Can't The Australian
Imam Think Beyond Meat?
By Farzana Versey
28 October, 2006
Taj Aldin al Hilali chose the month of Ramzan to talk about meat. Unfortunately,
he was referring to women in that demeaning fashion.
Said he, "If you take
out uncovered meat and place it outside on the street, or in the garden,
or in the park, or in the backyard without cover, and the cats come
to eat it ... whose fault is it, the cats' or the uncovered meat's?"
While the concentration is
on the woman as meat analogy, we should also cast a glance at his assumption
that, as a consequence, men are cats. The cat brain is vastly different
from the human brain, which the Mufti does not seem to understand.
He went on to add, "If
she (a woman) was in her room, in her home, in her hijab, no problem
would have occurred."
Which world does he live
in? Is there no rape in Muslim countries? Are women behind veils not
molested? Don't rapes take place inside homes?
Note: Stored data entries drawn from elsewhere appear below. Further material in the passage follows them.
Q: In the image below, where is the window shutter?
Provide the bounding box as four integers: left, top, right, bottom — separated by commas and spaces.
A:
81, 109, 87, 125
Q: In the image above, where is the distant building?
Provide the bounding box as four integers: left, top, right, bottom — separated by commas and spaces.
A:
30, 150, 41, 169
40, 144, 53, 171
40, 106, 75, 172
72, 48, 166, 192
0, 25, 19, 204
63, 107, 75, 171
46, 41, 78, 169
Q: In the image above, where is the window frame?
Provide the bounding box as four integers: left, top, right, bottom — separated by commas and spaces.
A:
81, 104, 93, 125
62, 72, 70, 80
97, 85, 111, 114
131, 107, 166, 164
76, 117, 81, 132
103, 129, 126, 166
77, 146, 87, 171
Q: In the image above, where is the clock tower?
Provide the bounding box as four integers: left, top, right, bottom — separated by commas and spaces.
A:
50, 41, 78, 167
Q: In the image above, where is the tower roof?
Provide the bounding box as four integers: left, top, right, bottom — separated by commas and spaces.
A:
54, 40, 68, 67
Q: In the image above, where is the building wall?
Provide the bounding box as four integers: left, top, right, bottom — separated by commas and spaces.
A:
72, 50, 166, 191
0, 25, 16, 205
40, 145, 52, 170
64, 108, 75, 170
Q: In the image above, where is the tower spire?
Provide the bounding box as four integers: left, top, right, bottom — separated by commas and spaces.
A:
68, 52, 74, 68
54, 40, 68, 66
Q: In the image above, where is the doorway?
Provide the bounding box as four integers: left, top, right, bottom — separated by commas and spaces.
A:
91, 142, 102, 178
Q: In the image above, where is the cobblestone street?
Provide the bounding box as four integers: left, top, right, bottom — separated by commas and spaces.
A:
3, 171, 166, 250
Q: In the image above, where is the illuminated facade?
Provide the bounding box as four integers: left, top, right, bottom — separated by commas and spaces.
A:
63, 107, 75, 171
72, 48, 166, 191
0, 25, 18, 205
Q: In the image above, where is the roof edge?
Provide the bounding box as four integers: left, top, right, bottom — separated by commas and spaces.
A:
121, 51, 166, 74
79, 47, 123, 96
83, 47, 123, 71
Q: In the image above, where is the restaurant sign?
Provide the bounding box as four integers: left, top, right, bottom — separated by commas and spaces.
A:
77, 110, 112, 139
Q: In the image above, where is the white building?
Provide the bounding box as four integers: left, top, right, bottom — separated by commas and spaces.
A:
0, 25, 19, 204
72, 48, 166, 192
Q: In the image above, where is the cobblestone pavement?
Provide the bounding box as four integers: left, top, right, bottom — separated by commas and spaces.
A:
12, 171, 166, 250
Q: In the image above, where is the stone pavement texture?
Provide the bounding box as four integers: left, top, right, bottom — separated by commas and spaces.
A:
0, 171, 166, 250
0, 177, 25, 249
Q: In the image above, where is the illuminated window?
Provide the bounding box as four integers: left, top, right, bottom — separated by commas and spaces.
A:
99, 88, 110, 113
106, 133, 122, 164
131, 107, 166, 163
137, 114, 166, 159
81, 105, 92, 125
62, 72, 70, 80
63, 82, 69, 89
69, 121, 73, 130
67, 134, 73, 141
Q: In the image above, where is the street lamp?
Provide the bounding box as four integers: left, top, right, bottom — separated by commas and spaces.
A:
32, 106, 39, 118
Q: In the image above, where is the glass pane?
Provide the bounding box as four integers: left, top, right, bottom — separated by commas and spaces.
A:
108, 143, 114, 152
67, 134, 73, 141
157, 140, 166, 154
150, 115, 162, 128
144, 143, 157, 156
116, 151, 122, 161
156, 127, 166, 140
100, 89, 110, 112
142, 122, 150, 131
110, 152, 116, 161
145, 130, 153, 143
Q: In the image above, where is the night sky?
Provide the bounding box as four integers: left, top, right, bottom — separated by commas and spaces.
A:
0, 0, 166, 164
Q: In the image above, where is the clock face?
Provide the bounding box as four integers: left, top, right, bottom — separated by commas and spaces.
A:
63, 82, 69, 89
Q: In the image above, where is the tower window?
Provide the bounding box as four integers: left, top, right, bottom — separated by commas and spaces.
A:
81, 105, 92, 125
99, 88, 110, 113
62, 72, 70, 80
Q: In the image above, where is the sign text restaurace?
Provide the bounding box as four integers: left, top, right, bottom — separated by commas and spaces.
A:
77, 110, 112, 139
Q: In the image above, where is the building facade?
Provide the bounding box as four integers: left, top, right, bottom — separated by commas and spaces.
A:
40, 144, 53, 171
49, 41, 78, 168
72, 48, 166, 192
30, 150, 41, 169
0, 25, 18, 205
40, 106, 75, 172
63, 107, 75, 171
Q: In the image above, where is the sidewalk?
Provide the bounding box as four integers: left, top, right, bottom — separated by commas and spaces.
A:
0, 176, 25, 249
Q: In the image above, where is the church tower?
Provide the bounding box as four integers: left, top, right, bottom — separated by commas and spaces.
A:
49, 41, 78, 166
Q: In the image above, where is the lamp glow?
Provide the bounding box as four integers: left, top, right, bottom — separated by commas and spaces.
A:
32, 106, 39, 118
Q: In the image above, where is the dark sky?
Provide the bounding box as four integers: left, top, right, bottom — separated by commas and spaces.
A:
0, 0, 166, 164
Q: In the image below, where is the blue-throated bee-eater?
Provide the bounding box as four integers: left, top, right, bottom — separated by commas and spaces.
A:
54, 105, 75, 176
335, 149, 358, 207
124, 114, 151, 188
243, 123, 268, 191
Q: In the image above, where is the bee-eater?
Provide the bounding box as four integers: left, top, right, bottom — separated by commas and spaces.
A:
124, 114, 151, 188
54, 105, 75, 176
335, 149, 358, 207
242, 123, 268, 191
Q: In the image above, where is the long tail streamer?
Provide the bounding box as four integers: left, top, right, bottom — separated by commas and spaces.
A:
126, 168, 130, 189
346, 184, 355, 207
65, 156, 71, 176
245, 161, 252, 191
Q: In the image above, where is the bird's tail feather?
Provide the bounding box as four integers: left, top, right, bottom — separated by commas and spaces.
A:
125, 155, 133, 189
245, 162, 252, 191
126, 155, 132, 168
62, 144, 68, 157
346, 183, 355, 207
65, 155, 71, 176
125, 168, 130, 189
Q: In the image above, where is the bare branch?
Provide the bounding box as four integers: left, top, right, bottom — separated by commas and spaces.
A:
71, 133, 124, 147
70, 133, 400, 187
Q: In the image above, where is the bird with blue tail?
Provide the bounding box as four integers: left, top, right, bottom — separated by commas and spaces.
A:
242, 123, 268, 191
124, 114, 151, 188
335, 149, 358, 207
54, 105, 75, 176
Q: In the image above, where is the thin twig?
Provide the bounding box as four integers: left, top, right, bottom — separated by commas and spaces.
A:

What is surprising is these
comments were made at a public sermon outside a mosque. What were the
Muslims doing at the time? Isn't Islam all about there being one god
and one prophet and one holy book? Then, this human 'middleman' is not
sacrosanct. Why did they not pull him up immediately or issue a statement
distancing themselves from these disgusting views?
A month later 'The Australian',
a local newspaper translated his comments, and now it has caused a furore.
The problem with hindsight is that an emotive issue gets rationalised
to the point that demerits too are rectified. Even the BBC, while interviewing
him, described him thus: "A softly-spoken man, who clearly commands
both enormous respect and affection within his community."
This is a nice way to pin
the whole community, at least within Australia. Did the BBC's correspondent
conduct a poll to ascertain his popularity? The media tends to assume
that religious leaders, politicians, pop stars control people's attention
merely due to the fact that they cater to or represent them symbolically.
To those who see this as one more Islamic problem, my answer is, NO.
It is the problem of one guy living in Australia.
There are those who are reacting
to it and justifying the Imam's statements by saying that even the Israeli
President Moshe Katsav has been involved in scandals of rape, indecent
assault and sexual harassment of women. The latter is clearly a criminal
offence for which he will or ought to be tried in a court of law.
There have been several cases
of such crimes as well as inappropriate behaviour, including by the
former US President Bill Clinton. The law took its course, to whatever
degree (some element of influence no doubt impeding the legal process).
However, bringing these examples
into the present discussion does not help, because these are not religious
Should there be different
standards for them? Most certainly. While politicians can be thrown
out of power, what checks and balances are there against these 'people
How different is the Mufti's
behaviour from, say, a situation in which a woman may be referred to
as "a nice piece of ass"? Social interactions require an altogether
different set of norms, based on the constructs of that particular culture,
which may or may not look kindly upon such terminology.
But the Mufti's words negate
what HE is supposed to stand for. His religion, Islam, does not give
him the right to talk in this manner. It is as simple as that. If anything,
he ought to feel ashamed of claiming Islam as his own and so should
the Muslims. He has no business to hijack the religion for his paltry
understanding of it and his few minutes of notoriety.
I do believe people should
reasonably argue this issue without getting into religious politics.
Irrespective of the fact that Australia has recently asked for a citizenship
test that may target Muslims and start the whole debate about "integrating
into the mainstream" – a superficial and smart way to bludgeon
a community – it is a separate concern that needs to be tackled
at the level of immigration policy and political prudence. Race riots
have indeed affected many Muslims of Middle East origin and as Walid
Ali of the Islamic Council of Victoria said, "I am expecting people
to get abused in the street and get abused at work."
For now, however, the Australian
Imam should be disowned by the community for his irresponsible remarks.